Things happen in the news sometimes, and I think “hey, I should blog about that,” because I have a lot of opinions on a particular subject and my thoughts can’t fit in a 140-character tweet. But then I never actually sit down and write it out.
(Well, ok, I did last July during the whole birth control ACA Supreme Court case. I guess political posts are something I do once a year now.)
Ok. So. The Confederate flag.
I grew up in Mississippi. The Confederate flag is one of those things that I’ve seen my whole life, in one capacity or another (bumper stickers, flying outside of people’s houses, on the damn state flag, etc). And I don’t want to write a whole long thing about whether or not the Confederate flag is racist, because it is undoubtedly, inarguably racist, and there are no less than a million books and articles you can read about it if you don’t believe me.
(Examples: What This Cruel War Was Over, which quotes the actual secessionist documents, or The Surprisingly Uncomplicated Racist History of the Confederate Flag, which focuses more on the 20th century, pro-segregation use of the flag.)
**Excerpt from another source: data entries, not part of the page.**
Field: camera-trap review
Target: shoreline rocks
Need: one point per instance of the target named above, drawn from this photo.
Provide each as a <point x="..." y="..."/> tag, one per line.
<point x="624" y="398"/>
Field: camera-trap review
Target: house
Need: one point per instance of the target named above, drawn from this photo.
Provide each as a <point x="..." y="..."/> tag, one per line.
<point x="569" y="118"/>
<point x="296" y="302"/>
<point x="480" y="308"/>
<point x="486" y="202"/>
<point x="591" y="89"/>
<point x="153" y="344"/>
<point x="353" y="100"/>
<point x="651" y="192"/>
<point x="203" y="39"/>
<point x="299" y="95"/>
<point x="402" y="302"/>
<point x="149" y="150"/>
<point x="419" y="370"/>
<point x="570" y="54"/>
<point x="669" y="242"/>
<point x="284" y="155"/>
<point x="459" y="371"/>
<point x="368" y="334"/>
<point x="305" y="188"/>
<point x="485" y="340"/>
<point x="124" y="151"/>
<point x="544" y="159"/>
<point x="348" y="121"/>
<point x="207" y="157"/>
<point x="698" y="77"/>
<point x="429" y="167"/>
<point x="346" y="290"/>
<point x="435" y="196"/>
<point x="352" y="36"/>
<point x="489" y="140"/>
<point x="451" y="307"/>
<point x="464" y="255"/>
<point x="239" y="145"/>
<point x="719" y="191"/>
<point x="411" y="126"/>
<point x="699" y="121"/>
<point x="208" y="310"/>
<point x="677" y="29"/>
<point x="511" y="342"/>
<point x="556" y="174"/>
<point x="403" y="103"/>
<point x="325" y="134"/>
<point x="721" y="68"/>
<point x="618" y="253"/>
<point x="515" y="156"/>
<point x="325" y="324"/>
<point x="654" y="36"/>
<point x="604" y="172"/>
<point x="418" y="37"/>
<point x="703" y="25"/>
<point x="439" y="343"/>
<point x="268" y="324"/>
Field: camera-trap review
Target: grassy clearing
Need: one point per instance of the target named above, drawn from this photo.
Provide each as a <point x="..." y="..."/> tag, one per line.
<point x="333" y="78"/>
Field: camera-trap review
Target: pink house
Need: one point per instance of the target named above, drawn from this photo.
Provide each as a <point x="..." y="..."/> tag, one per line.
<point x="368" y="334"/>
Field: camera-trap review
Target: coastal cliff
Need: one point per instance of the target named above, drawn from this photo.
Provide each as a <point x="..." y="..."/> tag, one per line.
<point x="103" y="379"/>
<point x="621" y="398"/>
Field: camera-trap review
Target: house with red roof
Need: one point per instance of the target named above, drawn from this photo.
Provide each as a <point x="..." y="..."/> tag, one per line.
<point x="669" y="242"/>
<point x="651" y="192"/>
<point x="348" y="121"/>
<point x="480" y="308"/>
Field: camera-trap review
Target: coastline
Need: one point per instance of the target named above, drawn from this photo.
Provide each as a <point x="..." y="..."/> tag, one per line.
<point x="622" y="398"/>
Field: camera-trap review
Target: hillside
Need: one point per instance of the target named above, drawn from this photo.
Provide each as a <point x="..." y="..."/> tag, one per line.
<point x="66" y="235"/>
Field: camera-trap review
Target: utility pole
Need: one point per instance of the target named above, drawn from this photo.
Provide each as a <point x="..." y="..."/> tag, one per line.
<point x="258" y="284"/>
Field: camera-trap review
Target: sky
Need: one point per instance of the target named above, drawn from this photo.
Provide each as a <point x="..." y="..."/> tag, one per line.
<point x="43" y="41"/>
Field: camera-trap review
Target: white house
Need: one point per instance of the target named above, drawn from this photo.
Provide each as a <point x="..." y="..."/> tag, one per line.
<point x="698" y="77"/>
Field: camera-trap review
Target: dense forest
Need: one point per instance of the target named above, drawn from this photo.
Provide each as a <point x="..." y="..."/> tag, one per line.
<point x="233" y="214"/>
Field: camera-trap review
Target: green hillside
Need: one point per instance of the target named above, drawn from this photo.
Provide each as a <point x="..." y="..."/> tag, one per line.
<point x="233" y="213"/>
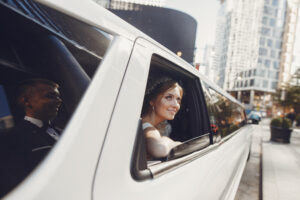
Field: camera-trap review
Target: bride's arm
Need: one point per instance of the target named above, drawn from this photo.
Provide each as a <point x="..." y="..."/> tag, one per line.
<point x="158" y="146"/>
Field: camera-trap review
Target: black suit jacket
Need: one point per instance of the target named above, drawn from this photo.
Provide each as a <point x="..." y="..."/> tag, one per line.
<point x="21" y="151"/>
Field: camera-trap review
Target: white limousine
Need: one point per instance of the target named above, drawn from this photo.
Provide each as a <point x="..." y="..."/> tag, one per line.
<point x="102" y="66"/>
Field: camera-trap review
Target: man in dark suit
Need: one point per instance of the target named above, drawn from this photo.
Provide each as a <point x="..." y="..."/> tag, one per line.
<point x="33" y="137"/>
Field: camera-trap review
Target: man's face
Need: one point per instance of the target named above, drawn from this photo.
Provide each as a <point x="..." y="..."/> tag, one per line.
<point x="44" y="102"/>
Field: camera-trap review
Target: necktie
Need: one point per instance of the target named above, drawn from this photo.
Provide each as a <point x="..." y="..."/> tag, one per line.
<point x="51" y="131"/>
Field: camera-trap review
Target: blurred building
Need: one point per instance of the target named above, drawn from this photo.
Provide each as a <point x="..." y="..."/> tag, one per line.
<point x="249" y="48"/>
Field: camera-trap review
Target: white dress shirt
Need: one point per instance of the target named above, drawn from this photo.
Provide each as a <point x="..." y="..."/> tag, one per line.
<point x="40" y="124"/>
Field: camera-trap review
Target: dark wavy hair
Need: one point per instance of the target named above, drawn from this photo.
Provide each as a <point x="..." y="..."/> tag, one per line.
<point x="155" y="87"/>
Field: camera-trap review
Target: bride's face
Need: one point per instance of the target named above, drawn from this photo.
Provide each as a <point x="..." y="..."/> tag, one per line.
<point x="167" y="104"/>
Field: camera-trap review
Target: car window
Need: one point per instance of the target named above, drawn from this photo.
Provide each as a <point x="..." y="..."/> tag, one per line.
<point x="40" y="43"/>
<point x="190" y="125"/>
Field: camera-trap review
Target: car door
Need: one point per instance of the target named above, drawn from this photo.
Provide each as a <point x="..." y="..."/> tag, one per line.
<point x="203" y="174"/>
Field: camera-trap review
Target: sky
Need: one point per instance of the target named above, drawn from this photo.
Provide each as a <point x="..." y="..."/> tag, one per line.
<point x="205" y="12"/>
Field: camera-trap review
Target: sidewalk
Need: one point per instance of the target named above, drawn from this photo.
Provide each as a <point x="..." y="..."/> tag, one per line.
<point x="280" y="167"/>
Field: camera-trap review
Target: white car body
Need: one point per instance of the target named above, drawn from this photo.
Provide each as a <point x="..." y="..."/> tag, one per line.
<point x="93" y="159"/>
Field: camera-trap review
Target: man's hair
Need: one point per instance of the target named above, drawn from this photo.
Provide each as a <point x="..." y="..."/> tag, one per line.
<point x="29" y="86"/>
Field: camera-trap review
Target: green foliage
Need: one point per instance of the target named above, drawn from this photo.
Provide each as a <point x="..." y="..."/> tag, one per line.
<point x="292" y="97"/>
<point x="281" y="122"/>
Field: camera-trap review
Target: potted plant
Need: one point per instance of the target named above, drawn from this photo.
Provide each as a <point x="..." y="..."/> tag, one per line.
<point x="298" y="120"/>
<point x="281" y="129"/>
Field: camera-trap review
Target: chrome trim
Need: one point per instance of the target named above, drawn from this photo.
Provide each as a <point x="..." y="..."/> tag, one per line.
<point x="164" y="167"/>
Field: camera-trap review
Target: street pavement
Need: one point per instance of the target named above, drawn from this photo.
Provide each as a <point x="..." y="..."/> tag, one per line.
<point x="281" y="167"/>
<point x="273" y="170"/>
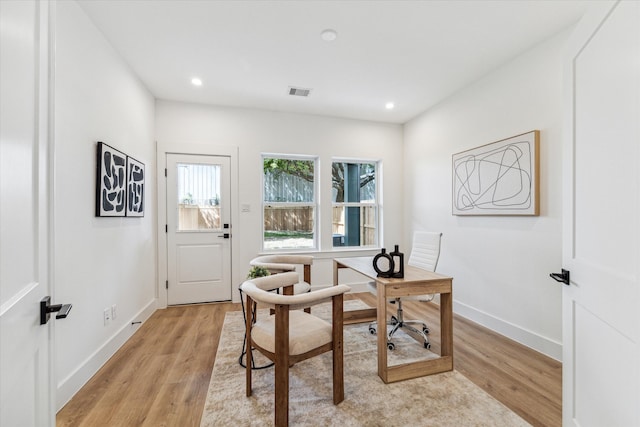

But there’s a weird thing I keep thinking about in this argument. The people who are in favor of the Confederate flag say it represents “heritage, not hate.” You hear that a lot. I hate that phrase, for what it’s worth. I think it’s a cop-out.
I’ve also heard people say, “I’m a Proud Southerner!”
And it got me thinking about pride in general, and the different things we take pride in.
I’m proud of my kids. I’m proud of my career. I’m proud to be a in a loving relationship with a good man. I’m proud to have built such a strong support system of friends and family in my life.
But being proud of the geographical place where I was born doesn’t make sense to me, because I had nothing to do with it. I’m proud of the things that I’ve accomplished, things where I actively made a choice that led to a good outcome – like, for example, I’m proud that I graduated from college.
Am I proud to be from Mississippi? No. Fortunate, maybe. I suppose growing up in Mississippi gave me a particular perspective on life that I might not have had in other places. I don’t think that perspective is any more or less valid than anyone else born in any other place, though.
I’m also fortunate that I was born into a good family that loves me, supports me, and has helped me to become successful in life. But really, the geography doesn’t matter at all, it’s the people themselves.
And on the subject of family and heritage: my great-great grandfather was a little boy at the time of the Civil War, too young to become a soldier. He had several older brothers who did fight for the Confederacy in the Civil War, and a few of them died in combat. (I believe there were 8 boys total, but I can’t remember how many of them fought in the war. It’s been a long time since I did that genealogy project.)
I also know, because there are African-Americans in Mississippi with the same last name as we had – which is one of those highly unusual, “Americanized spelling of a Swiss name” type of last names – that obviously at some point, my ancestors owned slaves.
But here’s the thing: it’s not hard for me to acknowledge that I love my family, and also acknowledge that my ancestors fought for the wrong side. Those two concepts are not mutually exclusive.
And to be clear, I’m not ashamed of them either. Just as I don’t take pride in anything I didn’t accomplish, I also don’t see the point in apologizing for my great-great grandfather’s brothers, who died over 100 years before I was even born. I have no control over what they did. I’m sure that at the time, they thought they were on the right side of history. And until someone invents a time machine, I can’t go back to try to enlighten them about race issues.
So, yes, I suppose the Confederate flag is part of my heritage. I’ll own that.
But just because it’s associated with my past, doesn’t mean it has to be part of either my present or my future.